Question 03.09.05-12 In the response, the applicant provided information on the load paths from the core barrel to the RPV. The applicant also stated that Beleville washer stacks are used in conjunction with the core support blocks. The NRC staff also reviewed RAI 8911 and the corresponding markups to TR-0916-51502. The response, the applicant stated that the lateral loads between the lower core plate and the core support blocks are transmitted in the circumferential direction through the stud that is integral with each core support block, which extends through the slotted holes in the lower core plate. However, the applicant also stated that the radial load path from the core barrel is through the upper support blocks attached at the top end of the core barrel. The applicant is requested to provide clarification that in the radial and circumferential directions, which load path is expected to have the highest load. In addition, Figure C-9 of the TR-0916-51502 markup in RAI 8911 only provided a simple sketch of the stud that extends through the slotted holes in the lower core plate, but it is unclear to the staff what is the detailed design of this stud, it's clearance between the Belleville washer stacks, and how it is loaded during a seismic event with lateral core barrel movement. The applicant is requested to provide more detailed information as stated above.

Question 03.09.05-13 In the response, the applicant stated that during refueling, the LRA is located in one of two configurations. To gain access to the fuel, the LRA may be attached from the core support assembly and lifted using the LRA lugs and stored in a designated stand in the refueling pool while the LRA is in the stand, it is supported by load bearing features that prevent the loading of the fuel pins or in-core instrumentation guide tubes that protrude below the upper core plate. The LRA stand is not a safety-related component, its detailed design has not yet been completed.

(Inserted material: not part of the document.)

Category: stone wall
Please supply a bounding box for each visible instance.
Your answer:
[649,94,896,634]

The applicant is requested to provide detailed information of the LRA lifting lugs, and what mechanism is put in place to prevent damage to the fuel pins when the LRA is in the LRA stand.

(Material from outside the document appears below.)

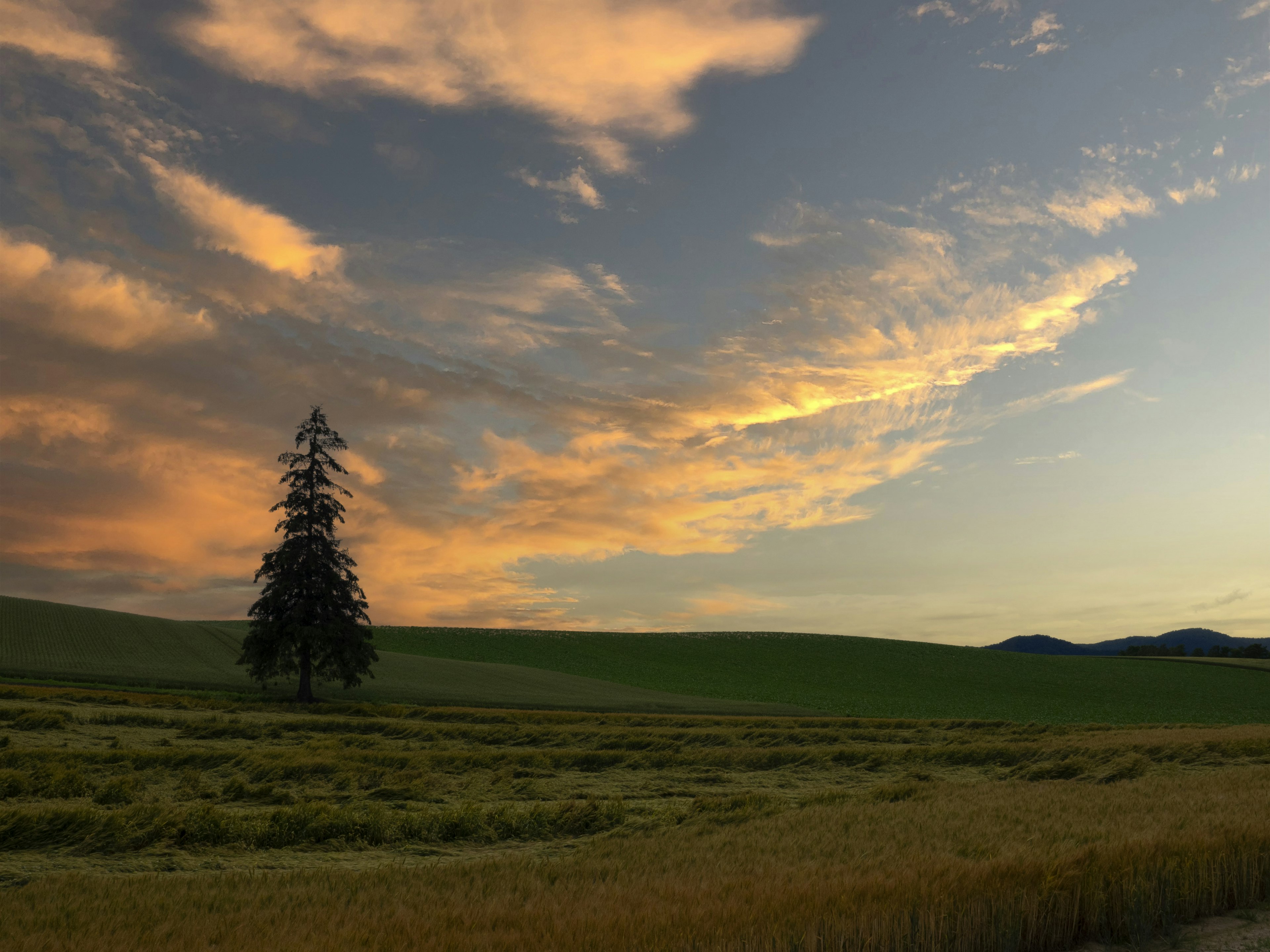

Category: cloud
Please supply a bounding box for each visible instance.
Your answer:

Question 03.09.05-15 In the response, the applicant provided information regarding deflection limits. Specifically, deflection limits are imposed on the components such as CRA guide tubes to assure the CRD shaft is sufficiently aligned so that the capability to insert the CRAs is not compromised. CRA drop and CRD shaft alignment testing will provide data to support determination of specific values for the maximum deflections that allow CRA insertion requirements to be met. The applicant is requested to provide the CRA drop and CRD shaft alignment testing result; if such result is not currently available, include its scheduled completion date. In addition, the applicant is requested to provide the detailed design criteria used to determine the deflection limits once the CRA drop and CRA shaft alignment testing are completed.